Eski Türkçe periyodunda hayvan isimlerinin gerek verilişleri gerekse ses ve biçim pahaları açısından epey dikkat cazip özelliklere sahip olduğuna değinen Kürşat Efe, “Timsaha ‘alavan’ denilmiş. Deve kuşuna ‘tevi kuşu’, sırtlana ‘arbörü’, maymuna ‘biçin’, ‘keylig’ üzere isimler verilmiş. Ateş böceği ‘küsküni’, fil ‘yagan’, konutlarımızda ya da sokaklarda beslediğimiz kedilere Eski Türkçede ‘çetük’, kelebek ise ‘baybayuk’ olarak isimlendirilmiş. Kurbağa ‘baka’ olarak isimlendirilmiş, daha sonraki evrelerde sesinden ötürü ‘kurbağa’ haline gelmiş. Kaplumbağaya da birebir halde ‘kaplu baka’ denilmiş. Tarla faresine ‘alangır’ denilmiş. Sincap ise ‘tiyin’ formunda adlandırılmış” diye konuştu.
Geyik sözcüğünün ‘keyik’ olarak geçtiğini belirten Efe, Farslardan alınan ve bugün de kullanılan ‘horoz’ sözünün en Eski Türkçede bulunmadığını, onun yerine ‘erkek tagaku’ sözünün kullanıldığını söyledi.
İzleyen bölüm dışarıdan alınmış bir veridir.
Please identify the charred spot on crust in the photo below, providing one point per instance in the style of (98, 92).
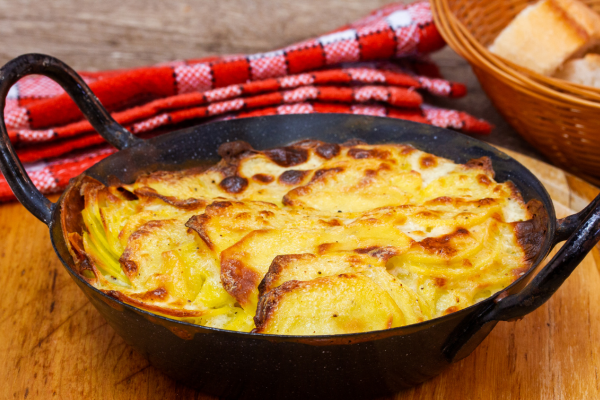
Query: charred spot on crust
(187, 204)
(321, 173)
(358, 154)
(407, 150)
(277, 266)
(324, 247)
(151, 307)
(484, 180)
(353, 142)
(385, 253)
(484, 163)
(263, 178)
(440, 246)
(234, 184)
(428, 161)
(287, 156)
(451, 310)
(439, 282)
(292, 177)
(531, 234)
(328, 150)
(156, 294)
(197, 223)
(233, 149)
(129, 266)
(366, 250)
(331, 222)
(238, 280)
(268, 304)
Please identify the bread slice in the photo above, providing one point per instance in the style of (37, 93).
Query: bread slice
(585, 71)
(544, 35)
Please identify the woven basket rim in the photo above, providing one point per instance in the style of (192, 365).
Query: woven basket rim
(460, 39)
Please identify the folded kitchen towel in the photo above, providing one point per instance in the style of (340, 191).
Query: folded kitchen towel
(375, 66)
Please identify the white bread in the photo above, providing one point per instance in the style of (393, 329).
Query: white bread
(585, 71)
(544, 35)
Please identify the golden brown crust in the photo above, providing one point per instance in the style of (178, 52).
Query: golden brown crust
(279, 264)
(152, 307)
(292, 177)
(238, 280)
(441, 246)
(263, 178)
(128, 265)
(428, 161)
(72, 221)
(358, 153)
(198, 224)
(328, 150)
(267, 304)
(186, 204)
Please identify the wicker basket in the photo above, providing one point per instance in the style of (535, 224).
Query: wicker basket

Efe, “Kertenkeleye ‘keler’ denildiği üzere efsanevi kurta da ‘böri’ denilmiş. Türk hayat ideolojisini ve kültürünü yansıtan taraflarıyla hayvan isimlerine ilişkin kavram alanının Eski Türkçede kıymetli bir yeri olduğunu böylece bu çalışmada gördük” halinde konuştu.